Scènes

C’est la tragédie des tragédies. Depuis 2500 ans, elle met un homme face à un destin qui le détruit, sous le regard impuissant des dieux, et sous les yeux de spectateurs tour à tour terrifiés ou apitoyés. Une véritable "machine infernale", comme disait Cocteau, broie Œdipe, qui a fui un père qu’il ne savait pas adoptif pour se soustraire à l’oracle qui prédisait qu’il le tuerait, tue un homme croisé sur sa route, qu’il ne savait pas être son vrai père, épouse sa veuve qu’il ne savait pas être sa mère. Criminel donc, mais criminel sans le vouloir.

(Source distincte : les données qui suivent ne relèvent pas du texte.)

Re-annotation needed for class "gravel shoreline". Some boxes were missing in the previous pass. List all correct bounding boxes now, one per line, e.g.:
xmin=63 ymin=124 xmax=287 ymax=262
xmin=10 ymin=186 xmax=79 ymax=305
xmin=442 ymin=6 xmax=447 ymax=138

Cette fatalité énigmatique et cruelle n’a pas seulement fait s’interroger le public de la Grèce et de Rome, mais aussi celui du monde chrétien, où pourtant, comme l’a observé George Steiner, son inexorabilité a été abolie par le Pardon et la Rédemption apportés par le Supplicié du Golgotha.

Tradition enrichie de modernité

Telle est la tragédie que Daniel Scahaise a choisie pour faire ses adieux au théâtre. "Œdipe tyran" sera joué aux Martyrs jusqu’au 31 octobre. Une occasion rare et merveilleuse pour découvrir ou revoir la pièce de Sophocle dans des conditions optimales, car montée dans le respect des traditions, mais enrichie par la modernité théâtrale. L’antique tragédie est par là rendue accessible à tous les publics, et en particulier aux jeunes qu’on souhaite nombreux à la découvrir et à en mesurer la grandeur.

Le spectacle réunit une si importante distribution que nous ne pourrons citer tout le monde, autour de Christophe Destexhe, un Œdipe de belle classe, dont l’assurance et la prestance vacillent progressivement sous l’effet des révélations qui l’accablent. A ses côtés, Hélène Theunissen est une Jocaste royale, tandis que Bernard Marbaix (le devin aveugle Tiresias) et Gérard Vivane (le Coryphée) apportent avec modestie un talent scénique éprouvé.

L’ensemble de la distribution (bergers, serviteurs, enfants), comme sortie d’une île perdue de la mer Egée, évolue dans une scénographie d’une simplicité raffinée à la Peter Brook. Enfin, derrière un transparent sur lequel sont projetées des images d’arbres, de nuages ou de routes, le chœur commente l’action sur une musique originale de Daniel Dejean, interprétée par la flûtiste Renata Kamborava et le percussionniste Antoine Dandoy.

Savoir-faire et ferveur

Bref, ce spectacle porte avec éclat la marque de l’exceptionnel savoir-faire et de la ferveur théâtrale que Daniel Scahaise a manifestés tout au long de sa carrière. Ayant débuté comme régisseur au Théâtre des Galeries, il largua bientôt les amarres pour monter les œuvres qu’il aimait. Passant de "Richard III" de Shakespeare au "Don Juan" de Michel de Ghelderode, de "La Mouette" de Tchekhov à "Cyrano de Bergerac", premier en Belgique à monter une pièce de Bernard-Marie Koltès, il investit un temps les lieux les plus divers, du métro de la Porte Louise à la cathédrale Saint-Michel ("Meurtre dans la cathédrale" d’Eliot), avant d’installer son Théâtre en Liberté dans le Théâtre de la place des Martyrs.

Audace et passion

Pour son audace créatrice, sa passion dévorante, sa connaissance et son respect des chefs-d’œuvre de l’art dramatique, ceux qui comme moi l’ont suivi depuis les années 1970 ne peuvent qu’éprouver pour Daniel Scahaise ce que Jacques De Decker n’a pas hésité, dans un message d’adieu, à qualifier de "gigantesque admiration".